As I reflect on these matters more attentively, it occurs to me first of all that it is no cause for surprise if I do not understand the reasons for some of God’s actions; and there is no call to doubt his existence if I happen to find that there are other instances where I do not grasp why or how certain things were made by him.

In order to pass over the ontological problem of nothing, Descartes doubts his doubt.

Further in the analysis, after tracing the cause of error back to the misuse of the will, Descartes runs into the same problem. How could God permit the will to be misused without compromising his benevolence or his omnipotence? Descartes deftly subverts this logical objection by responding to it as though it were an expression of indignation. Instead of acknowledging the question of how God could have granted his privation (in principle), Descartes persuades himself not to be ungrateful for what God granted him (in fact).

And I have no cause for complaint on the grounds that the power of understanding or the natural light which God gave me is no greater than it is; for it is in the nature of a created intellect to be finite. Indeed, I have reason to give thanks to him who has never owed me anything for the great bounty that he has shown me, rather than thinking myself deprived or robbed of any gifts he did not bestow.

A rhetoric of gratitude enables Descartes to count his privation as nothing so as not to have to account for its cause. He achieves this by figuring his finitude as a gift rather than as a theft, a surplus rather than a deficit, a presence rather than an absence. The metaphor entirely effaces finitude’s negativity, leaving a remainder of exactly nothing. When the prayer is over Descartes gives the final count: “the privation…does not in any way require the concurrence of God” because it is “not a thing” and “should not be called a privation but simply a negation.”
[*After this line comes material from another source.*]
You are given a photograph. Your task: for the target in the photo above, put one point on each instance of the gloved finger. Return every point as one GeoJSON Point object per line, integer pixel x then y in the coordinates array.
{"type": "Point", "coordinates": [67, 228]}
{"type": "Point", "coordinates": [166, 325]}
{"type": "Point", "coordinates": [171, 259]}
Descartes published the Meditations with a collation of Objections and Replies, that afford the reader the chance to witness his willingness to engage in dialogue with his interlocutors. The most famous of the printed objections articulated what has come to be known as the “Cartesian Circle”: the claim that Descartes proof of his own existence tacitly presupposes knowledge of God (that he exists, that he is beneficent, omnipotent etc.), which are needed in order to validate the criterion of clearness and distinctness that enables Descartes to attain certain knowledge of anything. It would be more precise, if less self-evident, to object that Descartes presupposes knowledge of nothing: namely, that it is nothing.